Security automation soars to top of agenda
A surge in cyber-threats and the administrative burden involved in staying on top of data security management is putting pressure on enterprise IT departments that cannot afford to risk a serious data breach, reputational damage and operational disruption.
Faced with an ongoing cybersecurity skills shortage, organizations need a different approach to security provision unrestricted by manual processes – one that reduces their dependence on hard-pressed humans by harnessing automation, machine learning, artificial intelligence, predictive analytics and other innovative technologies to help identify, filter, neutralize and remediate cyber-threats before they have a chance to do significant harm.

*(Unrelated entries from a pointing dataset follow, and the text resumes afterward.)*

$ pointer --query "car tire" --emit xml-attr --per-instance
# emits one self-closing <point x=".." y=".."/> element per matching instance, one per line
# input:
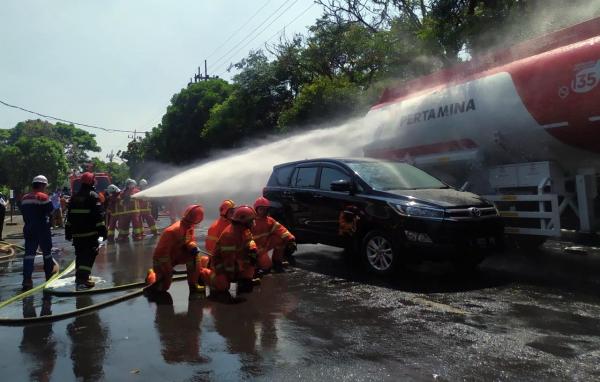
<point x="380" y="253"/>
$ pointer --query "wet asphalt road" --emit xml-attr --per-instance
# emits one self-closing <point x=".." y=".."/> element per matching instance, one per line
<point x="524" y="316"/>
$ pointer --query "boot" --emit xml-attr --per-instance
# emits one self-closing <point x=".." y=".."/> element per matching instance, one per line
<point x="196" y="292"/>
<point x="55" y="270"/>
<point x="84" y="285"/>
<point x="278" y="267"/>
<point x="27" y="283"/>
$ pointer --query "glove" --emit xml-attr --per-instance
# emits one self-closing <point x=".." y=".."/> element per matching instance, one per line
<point x="290" y="248"/>
<point x="68" y="234"/>
<point x="102" y="232"/>
<point x="252" y="254"/>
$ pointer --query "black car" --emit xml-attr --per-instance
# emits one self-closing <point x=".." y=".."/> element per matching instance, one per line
<point x="387" y="212"/>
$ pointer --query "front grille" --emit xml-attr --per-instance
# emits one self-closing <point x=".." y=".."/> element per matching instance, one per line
<point x="470" y="213"/>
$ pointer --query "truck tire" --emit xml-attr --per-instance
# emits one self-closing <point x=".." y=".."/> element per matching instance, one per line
<point x="380" y="253"/>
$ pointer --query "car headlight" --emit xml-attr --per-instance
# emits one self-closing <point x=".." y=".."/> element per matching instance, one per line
<point x="417" y="210"/>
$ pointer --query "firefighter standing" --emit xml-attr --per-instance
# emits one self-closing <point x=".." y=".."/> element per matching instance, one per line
<point x="145" y="209"/>
<point x="218" y="226"/>
<point x="37" y="210"/>
<point x="234" y="256"/>
<point x="85" y="224"/>
<point x="177" y="245"/>
<point x="271" y="235"/>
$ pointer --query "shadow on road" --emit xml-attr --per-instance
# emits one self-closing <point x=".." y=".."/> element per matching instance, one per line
<point x="547" y="267"/>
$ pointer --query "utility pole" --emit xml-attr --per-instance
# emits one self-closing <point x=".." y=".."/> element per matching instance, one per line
<point x="134" y="136"/>
<point x="110" y="156"/>
<point x="199" y="77"/>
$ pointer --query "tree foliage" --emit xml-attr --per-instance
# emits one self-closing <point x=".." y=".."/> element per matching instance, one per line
<point x="38" y="147"/>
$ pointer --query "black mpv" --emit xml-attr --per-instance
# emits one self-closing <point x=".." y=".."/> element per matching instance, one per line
<point x="387" y="212"/>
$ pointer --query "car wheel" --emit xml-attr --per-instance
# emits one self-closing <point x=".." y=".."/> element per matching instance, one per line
<point x="379" y="253"/>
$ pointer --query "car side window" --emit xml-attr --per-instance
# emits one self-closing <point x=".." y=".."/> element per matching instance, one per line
<point x="329" y="175"/>
<point x="305" y="177"/>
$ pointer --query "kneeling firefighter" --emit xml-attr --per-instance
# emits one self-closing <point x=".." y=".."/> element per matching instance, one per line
<point x="177" y="245"/>
<point x="269" y="234"/>
<point x="234" y="256"/>
<point x="85" y="224"/>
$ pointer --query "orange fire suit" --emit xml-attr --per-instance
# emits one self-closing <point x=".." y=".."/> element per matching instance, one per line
<point x="214" y="232"/>
<point x="233" y="258"/>
<point x="145" y="210"/>
<point x="175" y="247"/>
<point x="269" y="234"/>
<point x="130" y="215"/>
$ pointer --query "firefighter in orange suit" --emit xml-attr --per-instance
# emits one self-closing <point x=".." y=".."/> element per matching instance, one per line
<point x="234" y="256"/>
<point x="145" y="210"/>
<point x="177" y="245"/>
<point x="270" y="234"/>
<point x="218" y="226"/>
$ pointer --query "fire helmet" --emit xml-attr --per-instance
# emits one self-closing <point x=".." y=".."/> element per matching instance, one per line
<point x="261" y="202"/>
<point x="244" y="215"/>
<point x="40" y="179"/>
<point x="88" y="178"/>
<point x="225" y="206"/>
<point x="112" y="189"/>
<point x="193" y="214"/>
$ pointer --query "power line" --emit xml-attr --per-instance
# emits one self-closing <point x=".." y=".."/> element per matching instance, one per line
<point x="218" y="61"/>
<point x="265" y="28"/>
<point x="238" y="30"/>
<point x="71" y="122"/>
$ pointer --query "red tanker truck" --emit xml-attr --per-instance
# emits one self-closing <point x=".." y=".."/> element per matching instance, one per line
<point x="521" y="126"/>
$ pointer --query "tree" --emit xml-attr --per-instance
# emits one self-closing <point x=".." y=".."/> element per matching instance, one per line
<point x="76" y="142"/>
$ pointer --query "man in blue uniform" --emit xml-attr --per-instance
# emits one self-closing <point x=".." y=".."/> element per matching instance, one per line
<point x="37" y="209"/>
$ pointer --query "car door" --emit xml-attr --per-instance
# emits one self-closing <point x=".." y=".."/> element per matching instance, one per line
<point x="328" y="204"/>
<point x="299" y="197"/>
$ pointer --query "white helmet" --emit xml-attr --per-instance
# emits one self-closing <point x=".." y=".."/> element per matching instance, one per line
<point x="40" y="179"/>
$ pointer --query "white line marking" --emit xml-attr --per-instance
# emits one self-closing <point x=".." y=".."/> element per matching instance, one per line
<point x="558" y="124"/>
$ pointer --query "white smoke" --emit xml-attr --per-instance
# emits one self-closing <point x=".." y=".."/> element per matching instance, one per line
<point x="242" y="175"/>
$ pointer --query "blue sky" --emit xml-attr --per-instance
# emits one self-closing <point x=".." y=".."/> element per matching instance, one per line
<point x="116" y="64"/>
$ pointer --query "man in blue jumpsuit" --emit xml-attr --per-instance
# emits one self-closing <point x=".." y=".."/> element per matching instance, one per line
<point x="36" y="208"/>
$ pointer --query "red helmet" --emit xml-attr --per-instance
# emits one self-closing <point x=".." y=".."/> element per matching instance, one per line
<point x="88" y="178"/>
<point x="226" y="206"/>
<point x="194" y="214"/>
<point x="244" y="214"/>
<point x="261" y="202"/>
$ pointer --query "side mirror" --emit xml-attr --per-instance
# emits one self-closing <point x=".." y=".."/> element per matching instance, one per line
<point x="341" y="186"/>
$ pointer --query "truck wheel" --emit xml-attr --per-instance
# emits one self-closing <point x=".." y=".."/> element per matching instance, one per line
<point x="379" y="253"/>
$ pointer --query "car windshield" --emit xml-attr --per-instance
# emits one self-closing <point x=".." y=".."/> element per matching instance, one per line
<point x="385" y="176"/>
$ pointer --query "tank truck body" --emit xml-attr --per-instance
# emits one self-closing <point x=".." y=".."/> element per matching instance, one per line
<point x="521" y="126"/>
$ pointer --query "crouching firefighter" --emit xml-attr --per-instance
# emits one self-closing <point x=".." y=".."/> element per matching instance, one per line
<point x="234" y="255"/>
<point x="269" y="234"/>
<point x="177" y="245"/>
<point x="85" y="224"/>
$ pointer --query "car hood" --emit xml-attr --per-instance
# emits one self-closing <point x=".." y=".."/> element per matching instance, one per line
<point x="442" y="197"/>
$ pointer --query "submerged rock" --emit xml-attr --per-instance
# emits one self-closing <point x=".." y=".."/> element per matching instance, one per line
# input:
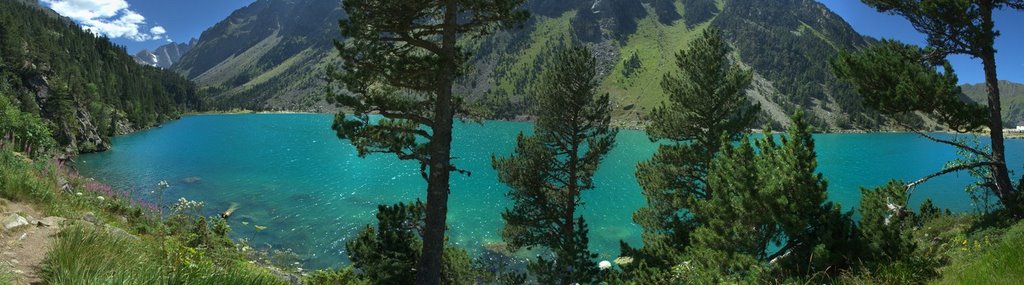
<point x="90" y="217"/>
<point x="192" y="179"/>
<point x="13" y="220"/>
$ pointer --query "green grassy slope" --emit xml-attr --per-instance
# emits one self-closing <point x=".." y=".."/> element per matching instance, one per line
<point x="988" y="260"/>
<point x="1011" y="97"/>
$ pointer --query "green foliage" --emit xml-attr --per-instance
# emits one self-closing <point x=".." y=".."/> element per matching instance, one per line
<point x="343" y="276"/>
<point x="26" y="131"/>
<point x="787" y="44"/>
<point x="548" y="172"/>
<point x="53" y="69"/>
<point x="400" y="60"/>
<point x="897" y="79"/>
<point x="388" y="254"/>
<point x="769" y="212"/>
<point x="885" y="222"/>
<point x="991" y="262"/>
<point x="952" y="27"/>
<point x="707" y="102"/>
<point x="698" y="11"/>
<point x="82" y="254"/>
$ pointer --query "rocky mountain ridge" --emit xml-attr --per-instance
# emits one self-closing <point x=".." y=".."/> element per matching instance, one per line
<point x="271" y="54"/>
<point x="165" y="55"/>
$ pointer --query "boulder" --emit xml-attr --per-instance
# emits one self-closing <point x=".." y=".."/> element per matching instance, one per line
<point x="50" y="221"/>
<point x="13" y="220"/>
<point x="90" y="217"/>
<point x="120" y="233"/>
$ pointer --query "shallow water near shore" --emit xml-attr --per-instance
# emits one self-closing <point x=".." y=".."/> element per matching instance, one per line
<point x="311" y="191"/>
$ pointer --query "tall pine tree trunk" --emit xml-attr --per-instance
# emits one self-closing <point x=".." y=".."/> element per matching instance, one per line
<point x="429" y="267"/>
<point x="1004" y="188"/>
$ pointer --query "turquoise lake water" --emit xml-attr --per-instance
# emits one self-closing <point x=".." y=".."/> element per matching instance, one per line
<point x="291" y="173"/>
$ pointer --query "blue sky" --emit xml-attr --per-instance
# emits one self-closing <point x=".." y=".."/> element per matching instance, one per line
<point x="148" y="24"/>
<point x="1010" y="45"/>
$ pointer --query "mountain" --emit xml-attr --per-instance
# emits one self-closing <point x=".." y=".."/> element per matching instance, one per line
<point x="165" y="55"/>
<point x="1011" y="97"/>
<point x="86" y="87"/>
<point x="258" y="57"/>
<point x="268" y="54"/>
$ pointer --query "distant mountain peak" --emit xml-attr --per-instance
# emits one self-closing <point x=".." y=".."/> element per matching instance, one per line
<point x="165" y="55"/>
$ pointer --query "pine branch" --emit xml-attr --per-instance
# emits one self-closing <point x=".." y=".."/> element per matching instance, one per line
<point x="946" y="141"/>
<point x="910" y="186"/>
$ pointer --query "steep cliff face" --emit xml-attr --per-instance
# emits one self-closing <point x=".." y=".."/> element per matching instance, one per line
<point x="86" y="88"/>
<point x="258" y="56"/>
<point x="269" y="54"/>
<point x="165" y="55"/>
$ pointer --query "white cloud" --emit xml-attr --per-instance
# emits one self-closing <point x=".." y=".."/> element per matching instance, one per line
<point x="109" y="17"/>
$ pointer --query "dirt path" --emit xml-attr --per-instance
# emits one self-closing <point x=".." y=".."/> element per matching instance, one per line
<point x="24" y="247"/>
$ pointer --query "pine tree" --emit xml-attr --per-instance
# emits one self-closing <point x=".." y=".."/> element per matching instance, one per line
<point x="548" y="171"/>
<point x="388" y="254"/>
<point x="769" y="213"/>
<point x="952" y="27"/>
<point x="707" y="102"/>
<point x="400" y="60"/>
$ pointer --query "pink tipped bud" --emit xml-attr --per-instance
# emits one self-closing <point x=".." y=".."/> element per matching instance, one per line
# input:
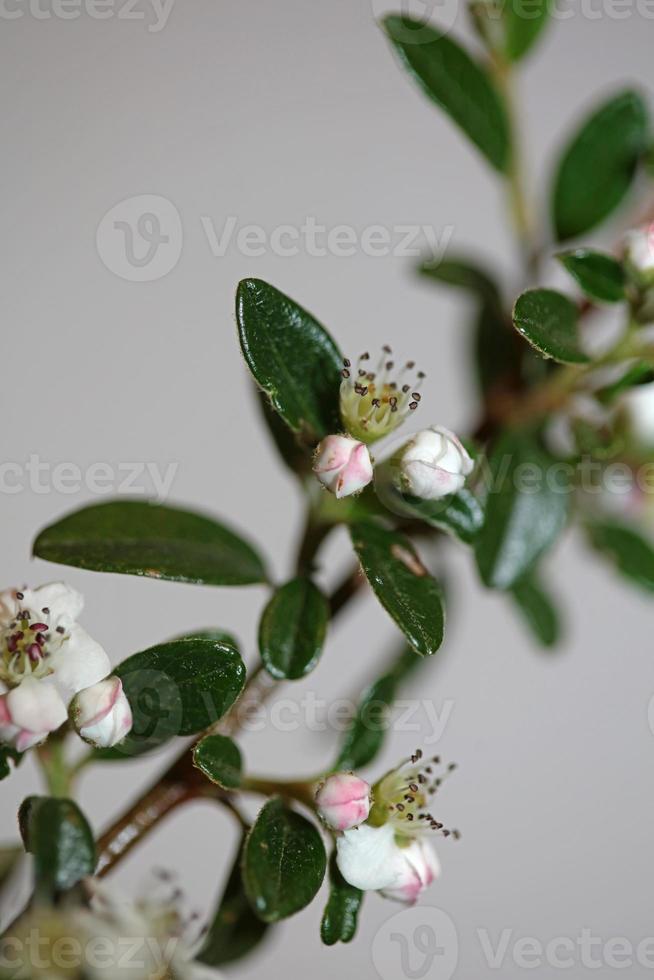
<point x="101" y="713"/>
<point x="342" y="465"/>
<point x="343" y="800"/>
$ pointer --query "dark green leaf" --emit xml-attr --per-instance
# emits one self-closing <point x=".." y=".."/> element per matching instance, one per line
<point x="235" y="930"/>
<point x="450" y="77"/>
<point x="56" y="832"/>
<point x="292" y="630"/>
<point x="292" y="358"/>
<point x="283" y="862"/>
<point x="406" y="590"/>
<point x="538" y="611"/>
<point x="339" y="920"/>
<point x="548" y="320"/>
<point x="367" y="731"/>
<point x="598" y="166"/>
<point x="137" y="538"/>
<point x="632" y="554"/>
<point x="525" y="511"/>
<point x="219" y="758"/>
<point x="600" y="276"/>
<point x="176" y="688"/>
<point x="523" y="22"/>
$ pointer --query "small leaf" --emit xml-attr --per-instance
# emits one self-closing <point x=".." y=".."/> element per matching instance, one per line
<point x="548" y="320"/>
<point x="599" y="275"/>
<point x="538" y="611"/>
<point x="449" y="76"/>
<point x="523" y="22"/>
<point x="291" y="357"/>
<point x="367" y="731"/>
<point x="219" y="758"/>
<point x="599" y="164"/>
<point x="56" y="832"/>
<point x="525" y="511"/>
<point x="631" y="553"/>
<point x="283" y="862"/>
<point x="293" y="629"/>
<point x="176" y="688"/>
<point x="339" y="920"/>
<point x="406" y="590"/>
<point x="133" y="537"/>
<point x="235" y="930"/>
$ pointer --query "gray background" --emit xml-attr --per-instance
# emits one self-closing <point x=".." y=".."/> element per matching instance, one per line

By integrating orchestration processes, automation, incident management and collaboration, visualization and reporting under a single interface, SOAR can give security operations center (SoC) staff a faster, more accurate way to process large volumes of data produced by cybersecurity systems and help identify and remediate attacks which may be imminent or underway.
Mixed state of SOAR readiness
In its Innovation Insight for Security Orchestration, Automation and Response report published in November last year, Gartner forecasts that by the end of 2020, 15% of organizations with a security team larger than five people will use SOAR tools, up from an estimated 1% in 2017.
The scale and rate of that adoption suggests two things: firstly that many businesses may be unprepared for the security management challenges they face, and secondly that awareness of SOAR and the benefits it can bring is still limited.
Any gap in education can lead to expensive mistakes when it comes to product procurement decisions which are invariably difficult and costly to rectify. So, it’s important that IT departments don’t rush into any implementation without taking a good look at their existing security architecture and processes and carefully consider where SOAR can work alongside them to help SoC analysts ease their cybersecurity workloads.
In many cases, IT departments remain unclear on what security processes can or should be automated for example, and which of their current security applications and systems lend themselves to the type of orchestration that SOAR enables – if existing tools from different vendors cannot be integrated efficiently using mechanisms like application programming interfaces (APIs), the quality of the data and recommendations being shared can be compromised and the ability to act fast on accurate intelligence diminished.
Steps to SOAR success
- An audit of existing security infrastructure should be a priority, including defences which routinely span on- and off-premise systems hosted in public, private and hybrid clouds, as well as fixed and mobile devices in distributed branch office environments.
- All systems should be properly assessed for SOAR readiness, and any opportunity to consolidate security systems to weed out extraneous security information that does not help with threat identification and remediation should be thoroughly explored.
- Additional filters can also be applied to further reduce the background noise that often distracts analysts from the real danger.
- IT departments should specify key performance metrics that frame what they want to achieve in terms of dwell and detection to containment times to make sure threats are neutralized before they have a chance to spread into other systems.
- Those KPIS should be aligned closely with in-house security analyst resources and skill sets, to give current staff the best tools and training to meet requirements.
- Organizations without in-house security analysts should consider outsourcing cybersecurity monitoring and management functions to managed security service providers (MSSPs) that use suitable SOAR tools able to integrate with on-premise security systems to maximize threat detection and remediation.
Conclusion
With so many different security tools and applications needed to protect large volumes of data, people and devices wherever they may reside, the cascade of logs and alerts analysts have to wade through to identify the priorities for their attention is only set to amplify.
Equally there remains a real danger that the benefits of machine learning and artificial intelligence when applied to cybersecurity automation and orchestration will be overstated unless IT departments are realistic about what can be achieved and where their weaknesses lie.
It is important to remember that while greater orchestration and automation can shoulder some of the burden currently carried by security analysts, it cannot replace them completely. At the end of the day, well-educated competent professionals will still be necessary, but their time can be optimized if machines take on some of the legwork.